But people who stuck with their exercise programs got the most benefits in terms of pain relief and mobility, regardless of the activity they chose.
Researcher Tatyana A. Shamliyan, MD, of the University of Minnesota School of Public Health, says many people with arthritis-related knee pain don’t exercise because it hurts, or they start an exercise program but quickly give it up.
“For people with osteoarthritis, exercise can increase knee pain, at least short-term, and that can be a big deterrent,” she says. “That is why it is so important to start under the supervision of a physical therapist.”
Kneeosteoarthritis is a top cause of disability in the United States, affecting mostly older people.
According to the CDC, half of adults who reach the age of 85 will develop osteoarthritis-related knee pain. Two-thirds of obese adults will do the same in their lifetimes.
In the new review, published in the Nov. 6 issue of the Annals of Internal Medicine, Shamliyan and colleagues looked at 193 studies conducted between 1970 and 2012 that examined nonsurgical and non-drug treatments for osteoarthritis-related knee pain.
The studies measured the impact of the treatments on pain, disability, and quality of life.
While the studies showed a benefit for some activities, including low-impact aerobic exercise, water aerobics, and strength training, they were unable to show a benefit for others.

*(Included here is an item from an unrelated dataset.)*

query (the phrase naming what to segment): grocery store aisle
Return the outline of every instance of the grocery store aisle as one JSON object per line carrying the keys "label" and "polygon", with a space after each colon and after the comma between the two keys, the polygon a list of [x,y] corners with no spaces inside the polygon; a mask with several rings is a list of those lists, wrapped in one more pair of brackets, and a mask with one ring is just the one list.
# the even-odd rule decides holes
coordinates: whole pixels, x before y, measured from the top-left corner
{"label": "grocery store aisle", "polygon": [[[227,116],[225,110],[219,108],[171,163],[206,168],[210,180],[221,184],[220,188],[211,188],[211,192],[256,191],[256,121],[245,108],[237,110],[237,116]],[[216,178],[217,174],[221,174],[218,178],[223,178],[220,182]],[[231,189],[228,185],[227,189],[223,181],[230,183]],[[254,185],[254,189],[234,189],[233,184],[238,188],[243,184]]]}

This does not mean that these therapies have no value in the treatment of arthritis-related knee pain, the authors conclude.
A major limitation of the study was that the researchers were only able to assess the impact of individual treatments, says University of Delaware assistant professor of physical therapy Joseph Zeni Jr., PhD.
He points out that physical therapy programs typically include a variety of different therapies, and the impact of any one on specific result such as pain, range of movement, and overall ability is difficult to determine.